Nos imagiers, bien éloignés de celte entente du dessin et de l'anatomie, de tous ces genres de savoir, de cette prestesse de main, de cette habileté technique, qui constituent, dans tout ce qui en dépend, l'incontestable supériorité des artistes modernes, auraient gagné, même au point de vue de l'imitation naturelle, à conserver des attitudes plus simples et plus nobles ; mais, d'un autre côté, leur inhabileté même leur fut utile. Elle leur imposa un certain dégagement des sens propre à élever l'âme, et plus en voie de remplir, au point de vue chrétien, l'objet principal de l'art.

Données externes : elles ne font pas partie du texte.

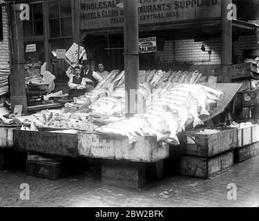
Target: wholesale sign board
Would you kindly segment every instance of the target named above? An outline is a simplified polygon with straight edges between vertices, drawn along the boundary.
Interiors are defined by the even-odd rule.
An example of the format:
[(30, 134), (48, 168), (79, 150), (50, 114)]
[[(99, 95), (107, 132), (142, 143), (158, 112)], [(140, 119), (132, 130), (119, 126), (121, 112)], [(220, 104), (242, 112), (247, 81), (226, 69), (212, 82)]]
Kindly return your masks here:
[[(195, 19), (220, 18), (222, 0), (140, 0), (139, 23), (153, 25)], [(81, 29), (123, 27), (120, 0), (81, 0)]]
[(36, 44), (28, 44), (26, 46), (26, 52), (35, 52), (36, 51)]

L'infirmité humaine ne se sauve de bien des écarts que par l'impuissance de s'avancer dans des voies vraiment bonnes en elles-mêmes, mais telles que, pour ne pas y glisser, il faudrait être soutenu par des vues élevées, dont l'on manque trop souvent.

Crucifix d'après le gaufrier du musée de Cluny. (Fin du XIIIe siècle.)

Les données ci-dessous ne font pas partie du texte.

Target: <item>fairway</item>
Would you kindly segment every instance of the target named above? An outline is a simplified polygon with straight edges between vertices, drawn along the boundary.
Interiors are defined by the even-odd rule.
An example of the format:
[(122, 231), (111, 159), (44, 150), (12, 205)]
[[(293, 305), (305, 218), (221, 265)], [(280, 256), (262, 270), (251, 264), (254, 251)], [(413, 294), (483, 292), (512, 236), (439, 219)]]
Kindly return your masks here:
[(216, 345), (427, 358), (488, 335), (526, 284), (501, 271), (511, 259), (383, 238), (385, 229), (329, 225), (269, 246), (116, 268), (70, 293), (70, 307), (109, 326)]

Au XIVe siècle et dès la fin du XIIIe, le groupe de la Vierge-Mère se contourne aussi, on se rappelle ces attitudes, où le corps de Marie, se balançant sur ses hanches, revient à son centre de gravité par une autre courbure du cou et des épaules. Sous l'impression des sentiments doux qui dominent dans un pareil sujet, la prétention au mouvement n'entre pas aussi vite dans les voies de l'exagération, qu'elle le fait dans le crucifix sous l'impression des tortures ; mais il arrive facilement qu'en vue des gracieuses tendresses de la maternité, observées de trop près dans la nature vivante, on frise l'afféterie, si on n'y tombe pas, ne sachant associer qu'assez maladroitement ces sentiments accentués avec l'immobilité sculpturale. Prenez toutefois ces tendances à leurs débuts, lorsqu'un reste de la gravité propre à la période précédente, cessant de prévaloir comme note dominante, sert encore à les contenir : de ces combinaisons il est Sorti de véritables chefs d'œuvres où la grâce souriante, les douces inflexions de la mère aimable ne font pas trop oublier que Marie pendant longtemps fut surtout la mère admirable. Telle est la vierge en ivoire qui, de la collection Soitikoff, est passée au musée du Louvre[1].

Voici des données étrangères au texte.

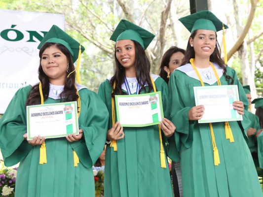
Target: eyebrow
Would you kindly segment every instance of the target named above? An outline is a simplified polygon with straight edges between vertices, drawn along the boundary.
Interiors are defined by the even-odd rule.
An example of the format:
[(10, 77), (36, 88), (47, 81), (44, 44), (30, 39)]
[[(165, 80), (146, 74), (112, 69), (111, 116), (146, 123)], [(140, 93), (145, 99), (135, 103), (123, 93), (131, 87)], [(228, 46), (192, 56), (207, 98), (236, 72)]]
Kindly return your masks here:
[[(59, 51), (58, 51), (57, 52), (53, 53), (51, 55), (54, 55), (54, 54), (55, 54), (56, 53), (59, 53), (60, 54), (61, 54), (61, 53), (60, 53)], [(45, 53), (43, 53), (43, 54), (42, 54), (42, 56), (43, 56), (44, 55), (48, 55), (48, 54), (46, 54)]]
[[(126, 44), (126, 45), (124, 46), (124, 47), (126, 47), (126, 46), (132, 46), (132, 45), (131, 44)], [(116, 46), (116, 48), (120, 48), (120, 46)]]
[[(206, 34), (205, 33), (199, 33), (198, 34), (198, 35), (206, 35)], [(216, 35), (215, 35), (214, 34), (210, 34), (209, 35), (213, 35), (214, 36), (215, 36)]]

En Italie la statuaire demeura plus sobre, dans son naturalisme, des inflexions prétentieuses qui furent plus généralement de mode chez nous au XIVe siècle. Elle n'en fut pourtant pas exempte dans quelques crucifix et dans beaucoup de madones; et en cela même on peut voir l'influence d'une impression naturaliste fort distincte de l'impulsion venue, par Nicolas de Pise, principalement de l'antique, bien que ces deux tendances agissent simultanément pour écarter l'art chrétien des errements, devenus archaïques, qui l'avaient caractérisé dans les âges précédents. Enfin, l'esprit d'innovation avait germé de toutes parts et sous toutes les formes : sous couleur de progrès, quant aux conditions de vie, de vérité, dans l'imitation de la nature ; mais, généralement, au xiv« siècle, on constaterait un déclin dans l'esthétique de l'art, quant à l'élévation des idées et même eu égard à l'abandon graduel des moyens les plus propres à les rendre avec force.

Vierge prise sur un triptyque d'ivoire (XIVe siècle).

Telle était cependant encore dans les âmes l'intensité de la pensée chrétienne, que l'écarter des voies où jusque-là elle s'était frayé un passage, c'était la convier à s'élancer avec non moins de vigueur en quelque direction nouvelle. L'art chrétien, en effet, était appelé à s'élever aussi haut dans la voie des sentiments affectueux qu'il avait montré d'élévation dans l'expression des idées.

 

[1] Labarte, Arts industriels, pl. XVII.